首相は役員会で、憲法改正についても「先送りできない課題の最たるもので、力を尽くしたい」と強調。今後も閉会中審査などで条文化の具体的な前進を図るよう、党内に発破をかけた。

首相は25日、政権幹部らとも相次ぎ面会した。公明党の山口那津男代表との会談では、8~10月に実施する電気・ガス料金への負担軽減など、新たな物価高対策について説明。自民の麻生太郎副総裁、茂木敏充幹事長の3者で党本部に集まり、政権運営について意見交換した。

「地方行脚」も今週末以降、再開する考えだ。政策に関する視察のほか、総裁選も見据え、党員や地方幹部らと意見交換する場を設ける方向だ。能登半島地震から半年となる7月1日には、発災後3度目となる被災地訪問も予定している。

自民内では首相への風当たりが強まっている。派閥パーティー収入不記載事件をめぐり、菅義偉前首相は「首相自身が責任に触れず今日まで来ている」とネット番組で述べ、暗に退陣を求めた。若手や中堅からも公然と総裁選不出馬を求める声が出始めている。

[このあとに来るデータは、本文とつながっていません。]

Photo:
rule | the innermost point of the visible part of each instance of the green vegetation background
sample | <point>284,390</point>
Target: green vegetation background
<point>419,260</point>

ただ、首相は経済再生や憲法、復興など「道半ばの課題」に専念する姿勢を打ち出すことで「岸田降ろし」に対抗する構えだ。25日には岸田派(宏池会)所属だった武井俊輔、国場幸之助両衆院議員とも官邸で意見交換。武井氏は面会後、記者団に「(首相は)今後もさまざまな課題に取り組むことに大変意欲的だと改めて感じた」と語り、政権の実績アピールにも連携して取り組む考えを示した。